Through the COVID-19 pandemic, one unexpected outcome is the raised collective awareness around mental health and wellness. During the pandemic, researchers have observed declines in mental health and well-being in some areas. While a number of factors besides physical activity have contributed to these changes over the past year, it remains that physical activity is a relatively accessible and important strategy for maintaining mental health.
5 Facts About Mental Health & Exercise During the COVID-19 Pandemic
1. COVID-19 has been linked to unfavorable changes in mental health and well-being
COVID-19 has had a visible, adverse effect on mental health. According to a new Kaiser Permanente brief, “The Implications of COVID-19 for Mental Health and Substance Use,” 4 in 10 U.S. adults reported symptoms of anxiety or depressive disorders during the pandemic, compared to just 1 in 10 in 2019. A study from the Boston University School of Public Health found similar results, finding that depression rates tripled during COVID-19, skyrocketing to 27.8% from around 8.5% pre-pandemic.

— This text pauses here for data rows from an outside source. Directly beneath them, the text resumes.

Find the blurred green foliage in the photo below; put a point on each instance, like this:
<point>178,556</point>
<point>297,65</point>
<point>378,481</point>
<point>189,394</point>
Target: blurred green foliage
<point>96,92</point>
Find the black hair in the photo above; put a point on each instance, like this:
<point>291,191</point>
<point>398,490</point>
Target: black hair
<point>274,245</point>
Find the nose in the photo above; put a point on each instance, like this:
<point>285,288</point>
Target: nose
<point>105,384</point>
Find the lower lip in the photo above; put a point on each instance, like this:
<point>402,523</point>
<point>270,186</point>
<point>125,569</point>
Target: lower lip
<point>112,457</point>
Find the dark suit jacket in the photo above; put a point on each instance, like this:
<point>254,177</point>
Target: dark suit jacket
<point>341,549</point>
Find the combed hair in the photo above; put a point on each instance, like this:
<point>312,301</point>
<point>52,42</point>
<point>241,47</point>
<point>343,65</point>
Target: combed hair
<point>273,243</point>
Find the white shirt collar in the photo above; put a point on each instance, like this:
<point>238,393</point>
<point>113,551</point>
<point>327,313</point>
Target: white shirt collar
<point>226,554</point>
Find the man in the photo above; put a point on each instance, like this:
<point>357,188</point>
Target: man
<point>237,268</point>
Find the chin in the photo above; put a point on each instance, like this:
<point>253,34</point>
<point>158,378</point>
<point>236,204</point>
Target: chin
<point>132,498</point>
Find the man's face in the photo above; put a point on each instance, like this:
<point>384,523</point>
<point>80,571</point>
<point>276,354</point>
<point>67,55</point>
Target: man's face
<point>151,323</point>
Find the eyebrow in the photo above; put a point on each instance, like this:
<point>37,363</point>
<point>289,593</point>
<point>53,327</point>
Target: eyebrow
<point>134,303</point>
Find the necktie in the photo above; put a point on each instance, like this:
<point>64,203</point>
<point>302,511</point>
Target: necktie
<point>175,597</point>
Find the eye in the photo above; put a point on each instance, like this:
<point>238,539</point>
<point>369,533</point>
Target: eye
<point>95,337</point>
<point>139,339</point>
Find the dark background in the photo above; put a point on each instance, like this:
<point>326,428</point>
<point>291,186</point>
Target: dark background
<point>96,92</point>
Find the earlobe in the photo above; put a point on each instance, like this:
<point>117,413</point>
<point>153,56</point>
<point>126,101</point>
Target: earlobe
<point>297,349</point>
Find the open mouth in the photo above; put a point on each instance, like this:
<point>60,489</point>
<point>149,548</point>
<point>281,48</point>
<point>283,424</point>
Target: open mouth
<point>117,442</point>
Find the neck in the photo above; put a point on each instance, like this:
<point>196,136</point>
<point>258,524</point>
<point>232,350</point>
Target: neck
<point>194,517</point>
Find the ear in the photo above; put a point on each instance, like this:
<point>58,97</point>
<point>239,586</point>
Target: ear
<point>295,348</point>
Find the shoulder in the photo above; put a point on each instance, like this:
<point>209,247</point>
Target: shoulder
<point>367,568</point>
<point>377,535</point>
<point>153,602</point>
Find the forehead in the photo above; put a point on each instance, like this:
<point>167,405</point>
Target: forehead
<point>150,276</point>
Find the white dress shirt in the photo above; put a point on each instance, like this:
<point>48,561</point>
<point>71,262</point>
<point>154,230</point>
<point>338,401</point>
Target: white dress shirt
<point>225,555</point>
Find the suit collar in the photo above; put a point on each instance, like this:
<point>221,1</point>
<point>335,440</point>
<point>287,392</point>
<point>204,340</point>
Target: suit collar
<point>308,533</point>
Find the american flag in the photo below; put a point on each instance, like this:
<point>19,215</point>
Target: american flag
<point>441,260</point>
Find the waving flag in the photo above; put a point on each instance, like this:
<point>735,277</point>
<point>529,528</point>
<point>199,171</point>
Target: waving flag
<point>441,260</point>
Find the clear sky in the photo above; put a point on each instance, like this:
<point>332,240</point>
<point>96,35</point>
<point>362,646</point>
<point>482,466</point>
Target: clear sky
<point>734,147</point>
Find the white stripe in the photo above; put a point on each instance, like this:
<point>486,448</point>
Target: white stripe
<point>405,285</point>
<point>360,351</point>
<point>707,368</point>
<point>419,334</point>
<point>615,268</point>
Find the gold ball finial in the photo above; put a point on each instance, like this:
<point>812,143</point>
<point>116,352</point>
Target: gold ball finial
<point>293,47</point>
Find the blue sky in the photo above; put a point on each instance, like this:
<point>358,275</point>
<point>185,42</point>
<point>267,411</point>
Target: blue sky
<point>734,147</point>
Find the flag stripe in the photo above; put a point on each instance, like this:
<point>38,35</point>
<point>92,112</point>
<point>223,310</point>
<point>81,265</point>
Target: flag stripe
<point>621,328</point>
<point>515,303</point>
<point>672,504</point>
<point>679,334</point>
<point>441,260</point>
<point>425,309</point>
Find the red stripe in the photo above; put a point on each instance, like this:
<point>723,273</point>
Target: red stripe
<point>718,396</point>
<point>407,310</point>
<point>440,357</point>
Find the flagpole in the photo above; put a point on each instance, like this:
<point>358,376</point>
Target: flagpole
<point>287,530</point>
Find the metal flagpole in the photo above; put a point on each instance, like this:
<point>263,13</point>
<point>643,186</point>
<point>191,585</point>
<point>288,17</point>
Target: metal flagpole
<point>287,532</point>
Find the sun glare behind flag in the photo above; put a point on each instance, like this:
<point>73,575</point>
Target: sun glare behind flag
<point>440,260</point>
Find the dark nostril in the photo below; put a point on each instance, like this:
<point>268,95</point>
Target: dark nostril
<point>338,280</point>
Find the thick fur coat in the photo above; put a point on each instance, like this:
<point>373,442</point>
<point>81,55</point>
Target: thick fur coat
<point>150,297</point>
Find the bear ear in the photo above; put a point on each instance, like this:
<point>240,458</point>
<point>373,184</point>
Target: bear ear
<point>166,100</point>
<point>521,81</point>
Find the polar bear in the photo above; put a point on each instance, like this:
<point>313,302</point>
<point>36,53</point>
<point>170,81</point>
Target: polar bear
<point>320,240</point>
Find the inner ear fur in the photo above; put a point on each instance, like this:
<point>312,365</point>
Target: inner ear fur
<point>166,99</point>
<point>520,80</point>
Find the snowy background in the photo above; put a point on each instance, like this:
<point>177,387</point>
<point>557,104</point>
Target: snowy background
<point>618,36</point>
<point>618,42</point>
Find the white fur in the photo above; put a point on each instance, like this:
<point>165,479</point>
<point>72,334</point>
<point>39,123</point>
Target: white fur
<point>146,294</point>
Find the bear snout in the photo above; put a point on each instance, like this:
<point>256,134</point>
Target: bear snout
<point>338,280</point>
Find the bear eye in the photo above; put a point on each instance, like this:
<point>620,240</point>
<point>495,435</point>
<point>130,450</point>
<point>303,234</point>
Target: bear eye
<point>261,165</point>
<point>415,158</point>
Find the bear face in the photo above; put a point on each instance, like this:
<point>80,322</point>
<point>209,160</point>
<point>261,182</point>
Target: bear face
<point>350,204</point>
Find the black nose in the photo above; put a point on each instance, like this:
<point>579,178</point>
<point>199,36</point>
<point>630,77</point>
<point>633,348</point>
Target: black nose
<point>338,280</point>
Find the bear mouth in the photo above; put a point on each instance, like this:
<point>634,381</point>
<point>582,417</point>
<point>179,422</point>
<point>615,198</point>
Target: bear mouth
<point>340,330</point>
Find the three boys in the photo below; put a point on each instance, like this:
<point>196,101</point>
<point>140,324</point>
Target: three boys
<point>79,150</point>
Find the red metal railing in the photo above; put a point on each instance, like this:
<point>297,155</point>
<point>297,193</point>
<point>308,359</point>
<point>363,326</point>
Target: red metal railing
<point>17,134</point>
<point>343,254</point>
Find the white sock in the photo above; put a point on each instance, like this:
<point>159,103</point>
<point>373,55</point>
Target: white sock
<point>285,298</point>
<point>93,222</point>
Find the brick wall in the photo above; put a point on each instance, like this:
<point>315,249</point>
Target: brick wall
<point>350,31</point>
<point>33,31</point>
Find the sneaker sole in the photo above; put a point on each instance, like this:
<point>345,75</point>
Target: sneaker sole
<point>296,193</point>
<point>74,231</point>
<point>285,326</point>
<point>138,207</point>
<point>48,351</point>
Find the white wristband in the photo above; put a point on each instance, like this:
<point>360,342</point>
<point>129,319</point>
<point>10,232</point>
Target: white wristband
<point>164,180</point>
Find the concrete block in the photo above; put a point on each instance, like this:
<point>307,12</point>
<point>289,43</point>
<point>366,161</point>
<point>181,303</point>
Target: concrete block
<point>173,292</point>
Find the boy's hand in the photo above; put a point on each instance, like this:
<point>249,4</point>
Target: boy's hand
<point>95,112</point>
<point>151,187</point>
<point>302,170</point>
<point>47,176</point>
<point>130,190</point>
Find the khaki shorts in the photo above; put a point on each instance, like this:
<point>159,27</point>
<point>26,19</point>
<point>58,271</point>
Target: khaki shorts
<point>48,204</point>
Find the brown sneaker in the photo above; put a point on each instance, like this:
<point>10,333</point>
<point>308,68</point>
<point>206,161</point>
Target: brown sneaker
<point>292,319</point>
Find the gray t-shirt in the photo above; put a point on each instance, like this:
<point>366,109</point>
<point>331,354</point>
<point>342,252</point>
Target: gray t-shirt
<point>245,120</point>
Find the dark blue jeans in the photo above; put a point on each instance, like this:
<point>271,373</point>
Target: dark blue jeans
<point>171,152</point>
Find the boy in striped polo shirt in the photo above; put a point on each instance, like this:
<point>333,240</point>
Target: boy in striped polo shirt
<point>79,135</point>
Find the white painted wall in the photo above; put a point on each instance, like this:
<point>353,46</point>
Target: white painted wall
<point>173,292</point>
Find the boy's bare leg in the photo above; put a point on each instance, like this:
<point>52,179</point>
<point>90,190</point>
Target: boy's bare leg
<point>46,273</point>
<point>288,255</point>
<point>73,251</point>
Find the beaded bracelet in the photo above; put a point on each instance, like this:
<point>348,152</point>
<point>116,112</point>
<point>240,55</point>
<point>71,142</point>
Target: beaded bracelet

Young adults (those aged 18-24) were most affected. According to the Kaiser Permanente brief, this group was more likely to:
- report depressive symptoms,
- use substances, and
- contemplate suicide.
According to the U.S. Centers for Disease Control and Prevention (CDC) data, young adults more frequently reported COVID-19-related trauma, starting or increasing substance use to cope with COVID-19-related stress and serious suicidal ideation in the previous 30 days. In the study, one-quarter of young adults seriously considered suicide during the last 30 days. An International Labor Organization survey on COVID-19 in younger people found that 1 in 2 adults aged 18-29 were affected by depression and anxiety, and 20% of healthcare workers suffered from anxiety and depression.